[Nutch] Nutch+eclipse+tomcat+solr+cygwin Building a Windows development environment

Source: Internet
Author: User
Tags solr xsl

1. Environment Preparation 1.1 software

Operating system: Windows 10 Pro
Ant version: Apache-ant-1.9.7-bin.zip
JDK version: Jdk-8u65-windows-x64.exe
SOLR version: Solr-4.9.1.zip
Nutch version: apache-nutch-1.6-bin.tar.gz
Tomcat version: Apache-tomcat-9.0.0.m8-windows-x64.zip
Eclipse Version: Eclipse-jee-mars-1-win32-x86_64.zip
The following is the installed Eclipse plugin:

Ivyde plugin:
Ivy:
Plugins
Org.apache.ivy.eclipse.ant_2.4.0.final_20141213170938.jar
Org.apache.ivy_2.4.0.final_20141213170938.jar
Features
Org.apache.ivy.feature_2.4.0.final_20141213170938.jar

Ivyde:
Plugins:org.apache.ivyde.eclipse_2.2.0.final-201311091524-release.jar
Features:org.apache.ivyde.feature_2.2.0.final-201311091524-release.jar

1.2 JDK installation Configuration

Double click "Jdk-8u65-windows-x64.exe" to install, we all the way to click Next, installed by default on the C drive, below is the directory we installed the JDK.

Configure the Java environment variable below: Right-click, advanced system settings, properties----

1.2.1 Click "New", then the variable name "Java_home", fill in the above content.
JAVA_HOME=C:\Program Files\Java\jdk1.8.0_65

As follows:

Note: You must not add a semicolon after the value of the Java_home variable.

1.2.2 Second Step: Click "New", then the variable name "CLASSPATH", fill in the above content.
CLASSPATH=.;%JAVA_HOME%\lib;%JAVA_HOME%\jre\lib

As follows:

Note: To add a dot. Represents the current path.

1.2.3 The third step: click "New", then the variable name "Nutch_java_home", fill in the above content.
NUTCH_JAVA_HOME=%JAVA_HOME%
1.2.4 Fourth: Find the path in the system variable and click Edit. followed by the surface content.
PATH=……;%JAVA_HOME%\bin;%JAVA_HOME%\jre\bin

As follows:

Remark: When appending, use ";" Split with the previous value.

1.3 Ant installation Configuration

Unzip "Apache-ant-1.9.7-bin.zip" into "C:\NutchWorkPlat" and rename it "Ant".

Configure the ANT environment variable below: Right-click, advanced system settings, properties------

1.3.1 First step: Click "New", then the variable name "Ant_home", fill in the following content.
ANT_HOME= C:\NutchWorkPlat\ant

As follows:

Note: You must not add a semicolon after the value of the Ant_home variable.

1.3.2 The second step: Find the path in the system variable and click Edit. Append the following content to the back.
PATH=……;%ANT_HOME%\bin;%ANT_HOME%\lib

As follows:

Remark: When appending, use ";" Split with the previous value.

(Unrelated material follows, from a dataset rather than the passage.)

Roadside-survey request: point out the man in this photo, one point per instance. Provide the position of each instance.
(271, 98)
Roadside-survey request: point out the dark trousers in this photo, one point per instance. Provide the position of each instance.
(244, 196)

1.4 Ivyde Installation Configuration 1.4.1 Ivyde-plugins
把"org.apache.ivyde.eclipse_2.2.0.final-201311091524-RELEASE.jar"复制到Eclipse安装目录的"plugins"中。
1.4.2 Ivyde-features
把"org.apache.ivyde.feature_2.2.0.final-201311091524-RELEASE.jar"解压到Eclipse安装目录的"features"中。备注:是解压之后放到目录"features"中,而不是直接把jar包放到里面,不然启动Eclipse后,打开WindowàShow ViewàError log后,提示"Unable to find feature.xml in directory"。
1.4.3 Ivy-plugins

Put "Org.apache.ivy.eclipse.ant_2.4.0.final_20141213170938.jar" and "Org.apache.ivy_2.4.0.final_20141213170938.jar" Copy to "Plugins" in the Eclipse installation directory.

1.4.4 Ivy-features

Extract "Org.apache.ivy.feature_2.4.0.final_20141213170938.jar" to "features" in the Eclipse installation directory.

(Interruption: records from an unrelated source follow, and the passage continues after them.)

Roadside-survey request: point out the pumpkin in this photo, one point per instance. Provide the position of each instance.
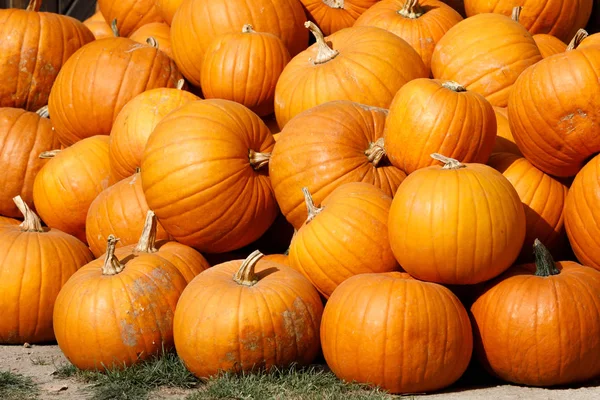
(459, 224)
(198, 22)
(326, 146)
(244, 67)
(109, 72)
(130, 14)
(204, 174)
(429, 116)
(35, 262)
(260, 314)
(551, 117)
(422, 23)
(23, 136)
(419, 333)
(34, 47)
(543, 199)
(333, 15)
(346, 236)
(486, 54)
(560, 18)
(335, 68)
(136, 121)
(121, 210)
(66, 186)
(114, 313)
(538, 324)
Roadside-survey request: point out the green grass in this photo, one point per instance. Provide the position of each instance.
(17, 387)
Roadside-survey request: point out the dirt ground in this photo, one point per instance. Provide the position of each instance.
(40, 363)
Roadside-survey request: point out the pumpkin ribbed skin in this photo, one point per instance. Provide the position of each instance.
(202, 180)
(486, 54)
(329, 154)
(421, 25)
(23, 136)
(119, 69)
(34, 48)
(419, 333)
(429, 116)
(350, 75)
(198, 22)
(135, 123)
(66, 186)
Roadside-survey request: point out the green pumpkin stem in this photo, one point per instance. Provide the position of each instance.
(246, 275)
(544, 263)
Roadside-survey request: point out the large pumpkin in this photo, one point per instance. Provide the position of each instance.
(458, 224)
(113, 313)
(33, 48)
(198, 22)
(538, 324)
(429, 116)
(418, 333)
(486, 54)
(336, 68)
(422, 23)
(35, 262)
(66, 186)
(326, 146)
(23, 136)
(109, 72)
(204, 173)
(260, 314)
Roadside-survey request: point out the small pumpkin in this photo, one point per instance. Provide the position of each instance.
(261, 314)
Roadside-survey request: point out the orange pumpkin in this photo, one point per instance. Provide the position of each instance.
(66, 186)
(204, 173)
(335, 68)
(136, 121)
(35, 263)
(34, 47)
(23, 136)
(419, 333)
(261, 314)
(429, 116)
(458, 224)
(421, 23)
(113, 313)
(109, 72)
(244, 67)
(326, 146)
(486, 54)
(199, 22)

After completing the above steps, restart Eclipse, open the Windowàpreference dialog box and see Ivy Column; open Help->about eclipse->installation-> You can also see two ivy, a ivyde in the list of plug-ins.

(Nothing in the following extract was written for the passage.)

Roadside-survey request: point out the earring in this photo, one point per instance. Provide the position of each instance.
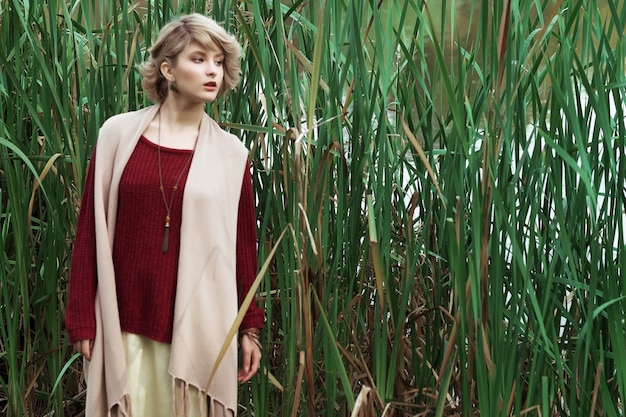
(173, 86)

1.5 Tomcat installation configuration 1.5.1 first install Tomcat

Extract "Apache-tomcat-9.0.0.m8-windows-x64.zip" into the "C:\NutchWorkPlat" directory and rename it "Tomcat".

Go to "C:\NutchWorkPlat\tomcat\bin" and click "Startup.bat", then the following screen appears.

Then enter "http://localhost:8080/" in the browser, the following interface appears, indicating that the installation was successful.

1.5.2 then installs the Tomcat Eclipse plugin and lets Eclipse and Tomcat combine

Eclipse->help->install New software inside, select Add, respectively, fill in the following content:

Name:TomcatLocation:http://tomcatplugin.sf.net/update

As follows:

Select OK and select Next after Tomcat plugin to install:

Restart eclipse after the installation is complete.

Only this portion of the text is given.